With Silicon Valley starting to come back from the Great Recession, we sent Marketplace's Steve Henn to find out how good the Karma really is.
Sound of Steve Henn climbing stairs
Steve Henn: This little building was the birthplace of entire industries. The first portable computers were invented here, some of the first smart phones were designed here, and upstairs, a couple of the biggest tech success stories in histories got their start.
Jack Abraham: There are a long list of companies that used to be here -- everyone from Google, this was Google's first office, to PayPal.
That's Jack Abraham, cramped into his little office with six programmers and his dog -
Woman: Milo stay here. Milo...
Abraham runs a tech start-up named Milo. It lets you search local stores to find out what's in stock right now. For Abraham and other techies, this little office is kinda like sacred ground.
Abraham: We have a pirate flag hanging over the main war column, is what we call it. My desk is where Sergey Brin once sat, who is the co-founder of Google.
To get his office Abraham had to launch a charm offensive. The owners are an Iranian family, and they own Medallion Carpet just down the street.
Abraham: So I had to go down there, and I brought in some baklava, because it was the Persian New Year, they are Persian. And they seemed to really like that, and they loved the business that Milo.com was in.
Abraham got his lease.
Saeed Amidi: But in return, we have an option to invest in them.
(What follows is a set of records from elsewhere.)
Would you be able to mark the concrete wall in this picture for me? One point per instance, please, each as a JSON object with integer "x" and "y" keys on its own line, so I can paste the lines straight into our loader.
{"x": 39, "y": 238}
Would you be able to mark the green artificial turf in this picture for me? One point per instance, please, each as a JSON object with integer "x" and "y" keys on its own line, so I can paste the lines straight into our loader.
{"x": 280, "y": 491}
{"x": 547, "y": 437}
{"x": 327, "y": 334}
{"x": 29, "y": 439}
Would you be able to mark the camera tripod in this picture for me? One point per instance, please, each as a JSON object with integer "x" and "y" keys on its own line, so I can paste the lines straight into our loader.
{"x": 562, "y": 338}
Saeed Amidi is one of the owners of the Karma building. Years ago, his family started accepting equity from promising start-ups in exchange for a discounts on rent. The family invested on the ground floor of PayPal, and Google and a couple others. They went from owning this little rug shop to becoming almost accidental venture capitalists.
In fact, Facebook wanted a five-year lease in the Karma building, and the family said no. That mistake cost them a fortune. But still the Amidis are now worth millions -- all because they were in the right place at the right time.
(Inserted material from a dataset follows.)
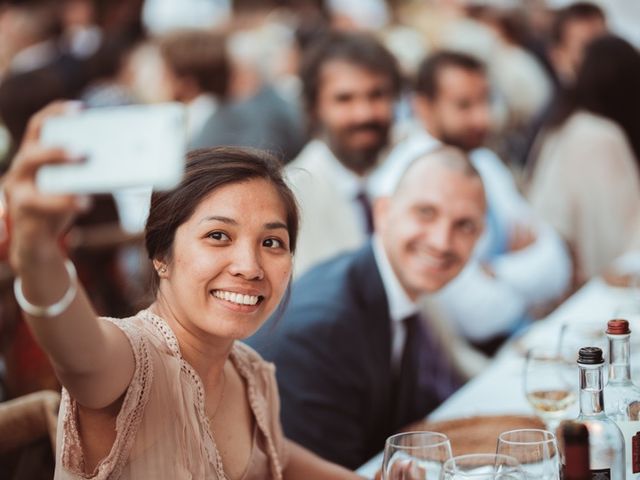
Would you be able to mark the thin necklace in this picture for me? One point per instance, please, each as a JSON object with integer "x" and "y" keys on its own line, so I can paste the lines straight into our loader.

Amidi: Why, they say in real estate "location, location, location" is because of the people who pass by there every day. The people who make the location special.
Now Saeed Amidi's trying to bottle University Avenue's magic and transport it to a 175,000-square-foot building two towns over.
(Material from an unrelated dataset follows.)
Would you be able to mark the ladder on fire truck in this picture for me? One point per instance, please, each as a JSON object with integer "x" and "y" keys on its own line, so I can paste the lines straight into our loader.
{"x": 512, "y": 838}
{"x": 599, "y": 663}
...Here in Sunnyvale. This huge space is called Plug & Play, and it comes loaded. It offers high-speed data connections. Lawyers and bankers are right here in the building. It has auditoriums, a cafeteria and outdoor balconies. Music pumps through the lobby and venture capitalists roam the halls.
Saeed Amidi says he gets such a rush from this place, he stopped going to his old office.
Amidi: You have incredible number of smart, innovative people. They are all building their dreams. Their energy is transferred to me.
That energy is a powerful draw in a recession. Sunnyvale has lots of empty offices. But more than 200 start-ups have leased room at Plug & Play. And Saeed Amidi's invested in many of them. He's hoping for another Google, maybe two.
But Judy Estrin, author of "Closing the Innovation Gap," says recreating University Avenue's magic might not be so simple. She says the whole culture of Silicon Valley has changed.
Judy Estrin: The entrepreneurs tend to be more focused on how much money they can make out of a start-up, as opposed to being captured by the passion of a problem they want to solve.
Estrin's says often in the "new" Silicon Valley the start-ups themselves are the products. And selling these companies is the payoff.
Estrin: There is more of a focus on, what I call, "trading and flipping" than "building and creating."
What's missing, she says, are long-term bets on big new ideas or technologies that could change the way we live.
In Silicon Valley, I'm Steve Henn for Marketplace.